I'm connecting my Arduino and a PC using a 868 MHz transmitter/receiver pair (one connected to Arduino by UART, second being a USB dongle). Adapters connect but on a Serial Monitor I get different characters that I'm sending.

I was trying to connect the adapter to Arduino both using Rx/Tx pins (0 and 1) and using Serial.print and using SoftwareSerial (like in code below). In both cases when I'm sending character '0' from Arduino, on PC Serial Monitor a get character 'þ'.

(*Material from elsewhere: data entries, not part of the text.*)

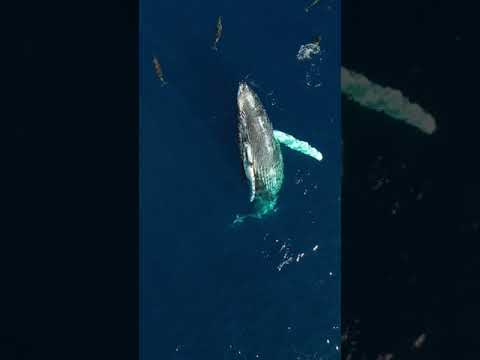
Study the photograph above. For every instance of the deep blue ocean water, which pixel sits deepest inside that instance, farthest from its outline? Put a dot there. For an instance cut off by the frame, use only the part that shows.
(209, 290)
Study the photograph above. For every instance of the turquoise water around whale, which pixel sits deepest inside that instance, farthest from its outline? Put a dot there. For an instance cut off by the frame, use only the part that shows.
(265, 289)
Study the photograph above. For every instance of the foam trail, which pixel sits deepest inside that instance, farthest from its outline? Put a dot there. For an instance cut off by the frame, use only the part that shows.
(297, 145)
(390, 101)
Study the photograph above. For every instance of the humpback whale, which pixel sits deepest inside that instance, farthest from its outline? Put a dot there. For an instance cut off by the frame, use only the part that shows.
(261, 153)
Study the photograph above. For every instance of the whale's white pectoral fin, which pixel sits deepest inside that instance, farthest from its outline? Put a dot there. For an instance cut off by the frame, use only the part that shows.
(248, 166)
(297, 145)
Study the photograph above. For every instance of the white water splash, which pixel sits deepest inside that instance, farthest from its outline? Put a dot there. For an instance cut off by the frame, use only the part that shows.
(385, 99)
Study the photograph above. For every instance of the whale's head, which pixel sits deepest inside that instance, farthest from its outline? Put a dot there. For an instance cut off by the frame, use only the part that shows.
(260, 152)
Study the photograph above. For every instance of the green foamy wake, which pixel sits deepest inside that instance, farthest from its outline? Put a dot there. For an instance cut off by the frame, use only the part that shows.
(265, 207)
(297, 145)
(390, 101)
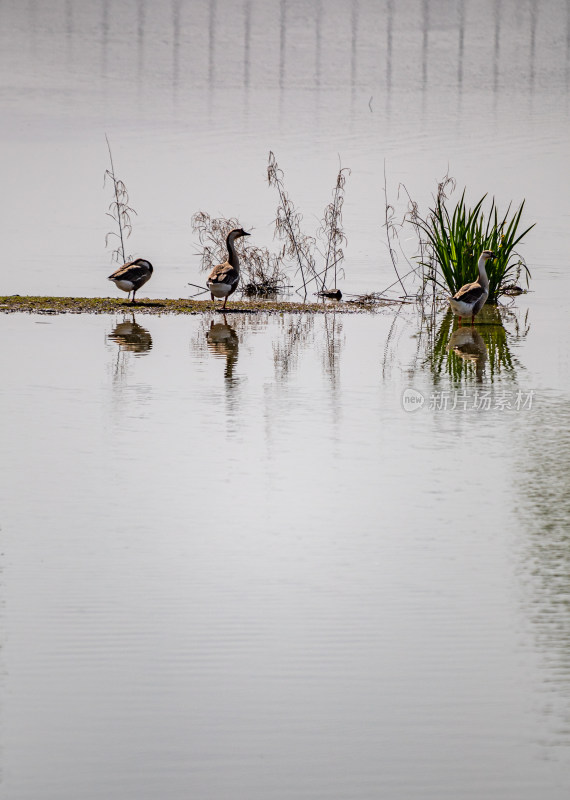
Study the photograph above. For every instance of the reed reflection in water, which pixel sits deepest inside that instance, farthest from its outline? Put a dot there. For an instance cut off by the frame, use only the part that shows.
(483, 351)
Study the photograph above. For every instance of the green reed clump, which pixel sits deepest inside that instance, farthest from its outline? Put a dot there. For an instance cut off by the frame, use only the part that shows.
(451, 243)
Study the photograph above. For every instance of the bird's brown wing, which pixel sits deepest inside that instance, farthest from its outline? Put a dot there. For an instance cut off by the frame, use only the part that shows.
(130, 272)
(224, 273)
(469, 293)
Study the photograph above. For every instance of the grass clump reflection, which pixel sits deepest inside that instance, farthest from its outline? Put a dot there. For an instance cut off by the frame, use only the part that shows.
(469, 351)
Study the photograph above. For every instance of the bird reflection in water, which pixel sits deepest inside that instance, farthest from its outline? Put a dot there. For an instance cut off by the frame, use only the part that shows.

#include <SoftwareSerial.h>
#define rxPin 6
#define txPin 7
SoftwareSerial mySerial =  SoftwareSerial(rxPin, txPin);
void setup(){
  pinMode(rxPin, INPUT);
  pinMode(txPin, OUTPUT);
  mySerial.begin(4800);
}
void loop(){
mySerial.print('0');
delay(500);
}

I would really appreciate some help.

Best Regards,
Filip

Typically, Serial.write() is used to write values to the serial port, and Serial.print() is used to write text to the serial port. Since it appears to be text that you want to send, perhaps you should be using Serial.print().

In fact I only used "write" function to check if it changes anything. There should be a "print" function, because SoftwareSerial doesn't have "write" function. I'm editing previous post just in case.

And as I said it doesn't change anything.

Having two data points would make it easier to understand what is happening. Try printing more stuff.

When I'm sending 0s I get only þ, but when I send different characters I get not so simple string

'0' -> þþþþþ
'1' -> þþüþüüþüüþþ
'a' -> þüþþþü

For me it looks like adapters have different speeds, coding or something like that. But I don't know.

Anybody has any idea?

What happens if you use NewSoftSerial, instead of the obsolete Software Serial?

Also, please post links to the hardware you are using.